Sorry if this is a little late.
The People of Paper tackles the age-old book themes of sorrow and loss. Unlike most derivative writing that deals with these ideas, Plascencia presents them in a fresh, innovative, and often comical way. After reading some of the posts, I found that most people were surprised with the subject material in People of Paper, and their expectations where changed when reading it. I feel the same. Sorrow and loss are certainly not new themes in novels, yet they are far from becoming passé; there is always something to say about sorrow. To discover this postmodern novel focusing on such recurrent topics, while employing new strategies in its presentation, made for a very interesting read, and I would agree that People of Paper is one of the most interesting novels we’ve read this semester. I would like to focus on these themes and how they are handled in the novel.
Frederico’s bed wetting problem served as a hilarious catalyst for Mercde leaving him. Though it is under a ridiculous circumstance, I know of no woman who would stay with a lover in spite of such a problem, thus the bed-wetting is funny yet true. Frederico’s self-mutilation is handled in such a way that makes the violent act seem absurd and, coincidently, heartbreaking. Frederico’s maiming of himself may seem far-fetched, but I think it is pulled off well with the magical realism that Plascencia creates in the novel. But the most absurd comes when Froggy adopts an Oaxacan Songbird and chooses to listen to its loud calls to deal with the pain of Sandra leaving him. The curandero gives Froggy the bird as an escape to his distress and loneliness.

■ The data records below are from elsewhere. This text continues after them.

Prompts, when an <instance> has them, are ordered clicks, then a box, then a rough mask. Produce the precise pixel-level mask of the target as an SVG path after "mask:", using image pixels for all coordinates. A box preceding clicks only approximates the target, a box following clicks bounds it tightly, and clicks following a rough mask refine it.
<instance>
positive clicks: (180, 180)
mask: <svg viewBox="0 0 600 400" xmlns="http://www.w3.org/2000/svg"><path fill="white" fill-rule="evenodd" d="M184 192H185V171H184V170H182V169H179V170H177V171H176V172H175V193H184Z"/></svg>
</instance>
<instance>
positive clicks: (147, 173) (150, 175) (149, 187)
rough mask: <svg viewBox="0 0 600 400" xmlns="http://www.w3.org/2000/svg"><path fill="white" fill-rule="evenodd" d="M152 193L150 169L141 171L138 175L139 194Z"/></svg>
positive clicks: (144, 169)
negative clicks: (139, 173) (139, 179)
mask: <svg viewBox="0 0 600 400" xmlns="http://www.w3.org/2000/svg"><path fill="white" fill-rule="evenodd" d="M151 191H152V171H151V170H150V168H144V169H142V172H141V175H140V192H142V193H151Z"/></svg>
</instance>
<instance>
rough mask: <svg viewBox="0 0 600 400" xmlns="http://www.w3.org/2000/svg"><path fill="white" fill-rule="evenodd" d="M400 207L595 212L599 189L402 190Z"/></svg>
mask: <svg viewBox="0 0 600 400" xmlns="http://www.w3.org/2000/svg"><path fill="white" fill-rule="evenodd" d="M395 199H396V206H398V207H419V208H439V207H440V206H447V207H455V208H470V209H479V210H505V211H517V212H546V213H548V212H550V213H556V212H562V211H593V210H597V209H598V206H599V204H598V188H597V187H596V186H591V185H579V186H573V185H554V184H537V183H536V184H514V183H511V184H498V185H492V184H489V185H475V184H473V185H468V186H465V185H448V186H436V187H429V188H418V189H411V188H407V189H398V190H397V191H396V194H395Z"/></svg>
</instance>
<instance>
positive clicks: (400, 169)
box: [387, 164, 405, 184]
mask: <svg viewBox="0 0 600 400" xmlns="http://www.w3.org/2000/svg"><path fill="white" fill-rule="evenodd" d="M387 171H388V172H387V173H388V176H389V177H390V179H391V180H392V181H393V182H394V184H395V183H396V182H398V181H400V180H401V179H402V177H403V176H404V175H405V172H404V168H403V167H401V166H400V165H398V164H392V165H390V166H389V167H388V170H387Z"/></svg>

The idea of escapism is interesting and has been touched on in the posts. Just how Frederico, Froggy, and others escape their loss through pain, Saturn, who turns out to be a character named Salvador Plascencia, escapes his loss by creating these self-mutilating characters. This part of the book I found strange and startling but also very interesting. I like the idea of the writer putting himself so freely and to the forefront of the text that deals with loss. I’ve read many novels that tackle this subject matter (there seems to be at least a tinge of this idea in at least all of them) and I’ve always felt that there is some sort of cathartic process going on, like the writer is putting his characters through loss and pain in order to deal with his own. I think that Plascencia recognizes this and thus puts himself right in the text, like he is saying that he is dealing with it just like his characters, as if he is beating us to the punch.